A cholera treatment centre in Port-au-Prince, Haiti. Photo credit: CDC Global Health.
But this is not the end of the story. The question remains as to who will fund compensation for the victims. The new plan for cholera includes two tracks: one to support the prevention and eradication of cholera, the other for the material compensation of victims and for the support of community-based projects. The aim is to get US$200m for each track. The Secretary-General has appealed to member states for donations but many are suffering from donor fatigue – particularly when it comes to Haiti.
The recent appeal for donations to assist with rebuilding after Hurricane Matthew has not met its target, with the pot of money required woefully underfunded.
Some may argue that, since the UN caused the outbreak, it should provide the funds itself. But the United Nations is a group of member states. The organisation may have a Secretariat (of tens of thousands of staff) to support, but it is funded, directed, and driven by its member states. And when the UN causes harm – in this case by deficient policies and practices – the responsibility for remedying that harm must be assumed by all of its members.
There is a simple solution here. The UN has a regularly assessed budget to which all countries contribute according to their different abilities. The funds for remedying cholera victims’ suffering caused by the UN could, and arguably should, come from that budget. In that way, all UN members would contribute to addressing the consequences of the UN’s actions.
But of course there are some countries that do not want the budget to be used in this way. Even though there is a reserve account into which spare money is placed – when there is an underspend on a project – some countries are railing against the idea of collective responsibility for an organisation to which they belong as a member. And those same countries do not want the UN peacekeeping underspend (of nearly US$300m) to be used to compensate to Haiti cholera victims. Those states prefer to have an appeal for donations from countries that feel an affinity with, or responsibility towards, Haiti and the cholera victims.
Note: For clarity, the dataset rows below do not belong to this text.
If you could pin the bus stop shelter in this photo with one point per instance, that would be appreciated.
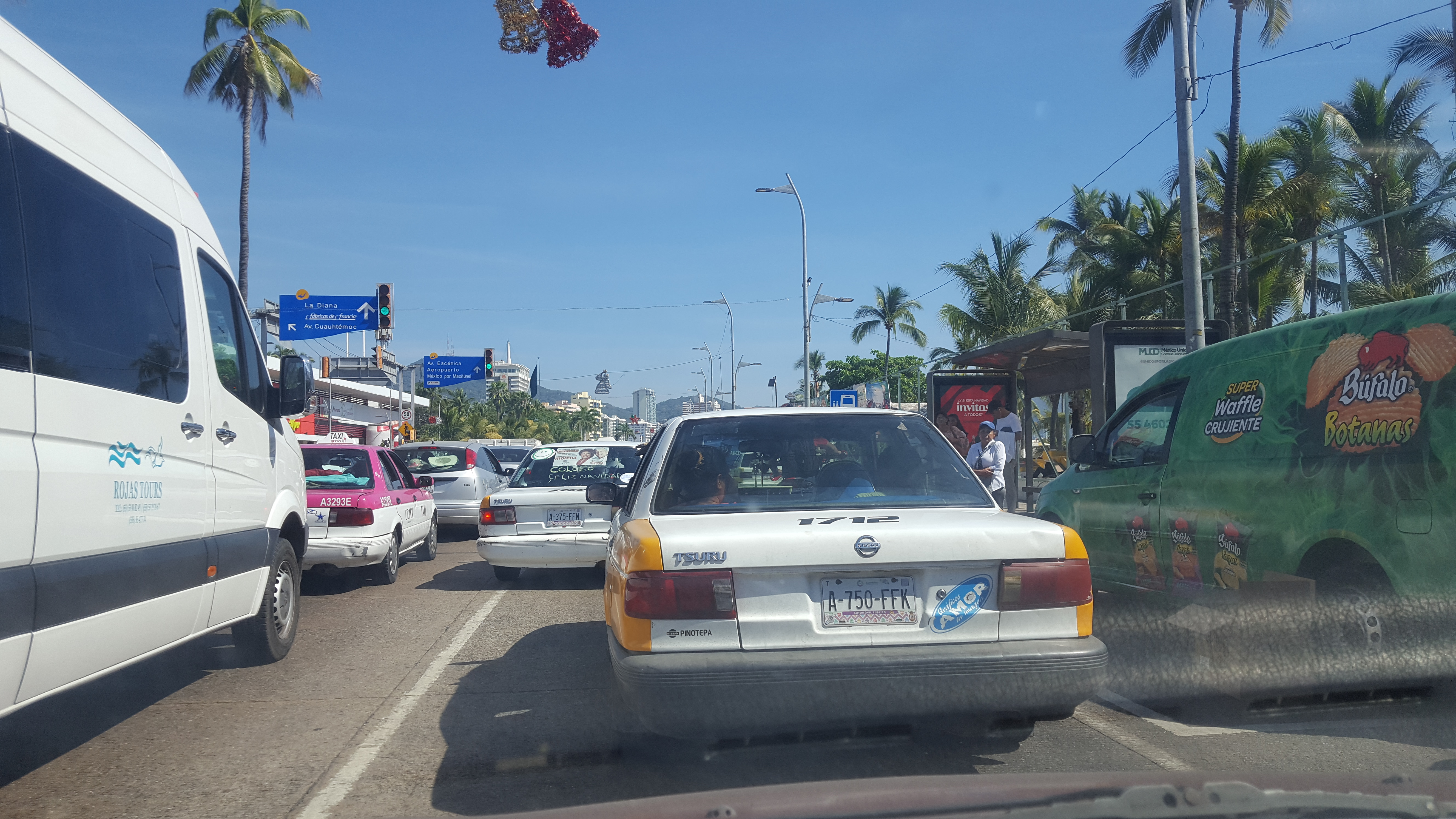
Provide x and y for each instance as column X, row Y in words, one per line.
column 1049, row 362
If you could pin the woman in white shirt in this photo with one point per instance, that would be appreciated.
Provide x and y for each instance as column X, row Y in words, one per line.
column 988, row 460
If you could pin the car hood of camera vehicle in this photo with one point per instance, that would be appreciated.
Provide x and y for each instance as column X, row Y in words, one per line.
column 825, row 538
column 1151, row 795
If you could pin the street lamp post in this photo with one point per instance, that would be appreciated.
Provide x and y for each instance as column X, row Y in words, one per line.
column 708, row 377
column 804, row 225
column 733, row 355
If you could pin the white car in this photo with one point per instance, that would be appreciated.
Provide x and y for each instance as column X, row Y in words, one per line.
column 152, row 490
column 780, row 570
column 542, row 518
column 366, row 511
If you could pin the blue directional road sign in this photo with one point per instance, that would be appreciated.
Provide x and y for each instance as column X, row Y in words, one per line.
column 317, row 317
column 445, row 371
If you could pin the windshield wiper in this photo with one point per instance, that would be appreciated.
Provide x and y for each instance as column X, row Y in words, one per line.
column 1171, row 802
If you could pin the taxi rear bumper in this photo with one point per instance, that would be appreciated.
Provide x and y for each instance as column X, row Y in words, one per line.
column 730, row 694
column 545, row 551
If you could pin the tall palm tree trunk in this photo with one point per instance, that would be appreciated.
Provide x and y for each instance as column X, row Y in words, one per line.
column 1228, row 243
column 242, row 197
column 887, row 358
column 1314, row 277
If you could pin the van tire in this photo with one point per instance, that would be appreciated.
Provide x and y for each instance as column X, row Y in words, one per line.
column 386, row 572
column 430, row 547
column 269, row 635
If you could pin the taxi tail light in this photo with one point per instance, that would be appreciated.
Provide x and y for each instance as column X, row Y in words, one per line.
column 351, row 516
column 1046, row 585
column 681, row 595
column 494, row 515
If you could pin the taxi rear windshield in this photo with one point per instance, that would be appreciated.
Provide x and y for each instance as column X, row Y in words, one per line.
column 576, row 465
column 434, row 460
column 337, row 470
column 813, row 461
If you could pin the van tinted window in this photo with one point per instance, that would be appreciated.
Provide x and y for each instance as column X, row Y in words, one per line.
column 15, row 294
column 106, row 282
column 239, row 363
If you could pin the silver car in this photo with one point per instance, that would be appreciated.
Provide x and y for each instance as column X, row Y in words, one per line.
column 463, row 474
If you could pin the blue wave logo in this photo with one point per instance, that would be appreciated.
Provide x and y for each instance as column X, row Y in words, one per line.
column 124, row 452
column 960, row 604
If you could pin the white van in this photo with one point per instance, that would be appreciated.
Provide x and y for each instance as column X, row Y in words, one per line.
column 152, row 492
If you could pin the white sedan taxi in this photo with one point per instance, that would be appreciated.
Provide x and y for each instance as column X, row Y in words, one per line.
column 542, row 518
column 777, row 570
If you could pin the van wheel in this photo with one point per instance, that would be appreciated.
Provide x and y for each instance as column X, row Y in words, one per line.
column 432, row 546
column 1361, row 597
column 386, row 570
column 269, row 636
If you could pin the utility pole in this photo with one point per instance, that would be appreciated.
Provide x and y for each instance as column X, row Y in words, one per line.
column 1184, row 92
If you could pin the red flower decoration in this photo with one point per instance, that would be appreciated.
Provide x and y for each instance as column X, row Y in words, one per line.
column 567, row 37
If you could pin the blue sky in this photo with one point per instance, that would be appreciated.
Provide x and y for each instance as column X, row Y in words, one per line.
column 480, row 181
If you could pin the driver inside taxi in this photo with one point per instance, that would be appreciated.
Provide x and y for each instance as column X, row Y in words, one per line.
column 701, row 477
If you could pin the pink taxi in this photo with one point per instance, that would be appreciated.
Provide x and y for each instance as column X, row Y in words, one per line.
column 366, row 511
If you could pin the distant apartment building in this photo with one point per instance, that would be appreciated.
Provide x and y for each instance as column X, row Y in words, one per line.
column 644, row 406
column 703, row 404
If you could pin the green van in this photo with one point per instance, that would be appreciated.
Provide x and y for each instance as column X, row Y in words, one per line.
column 1320, row 450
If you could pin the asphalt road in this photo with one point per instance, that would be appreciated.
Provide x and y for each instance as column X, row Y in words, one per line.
column 451, row 693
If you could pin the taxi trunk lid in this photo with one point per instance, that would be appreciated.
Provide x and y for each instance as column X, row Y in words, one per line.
column 883, row 578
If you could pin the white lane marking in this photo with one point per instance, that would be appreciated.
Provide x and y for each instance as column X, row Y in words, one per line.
column 1090, row 718
column 343, row 782
column 1161, row 721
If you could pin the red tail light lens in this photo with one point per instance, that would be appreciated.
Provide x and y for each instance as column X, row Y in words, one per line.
column 494, row 515
column 681, row 595
column 1046, row 585
column 351, row 516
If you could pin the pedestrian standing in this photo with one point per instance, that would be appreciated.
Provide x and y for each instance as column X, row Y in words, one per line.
column 988, row 460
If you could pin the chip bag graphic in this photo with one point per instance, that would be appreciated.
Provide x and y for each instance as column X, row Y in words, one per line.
column 1145, row 557
column 1231, row 562
column 1371, row 388
column 1187, row 575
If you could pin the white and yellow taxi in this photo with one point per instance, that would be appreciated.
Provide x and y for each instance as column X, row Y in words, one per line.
column 790, row 569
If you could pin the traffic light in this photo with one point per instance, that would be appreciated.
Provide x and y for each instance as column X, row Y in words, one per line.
column 386, row 307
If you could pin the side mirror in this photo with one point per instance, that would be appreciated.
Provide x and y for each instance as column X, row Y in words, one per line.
column 606, row 493
column 296, row 387
column 1082, row 450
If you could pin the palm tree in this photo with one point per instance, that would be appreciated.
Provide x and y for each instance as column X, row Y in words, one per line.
column 1141, row 50
column 1429, row 47
column 1311, row 189
column 584, row 422
column 1380, row 130
column 1002, row 301
column 895, row 311
column 245, row 73
column 816, row 365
This position simply is not good enough. Cholera in Haiti is the responsibility of the entire United Nations. As Ban Ki-Moon stressed, it is a stain on the reputation of the entire UN. The outbreak and suffering have harmed the legitimacy and credibility of UN peace operations.
The apology represents huge progress. Now we must push for the final obstacle to be overcome, and for the UN to match its words with actions by using UN funds to compensate cholera victims.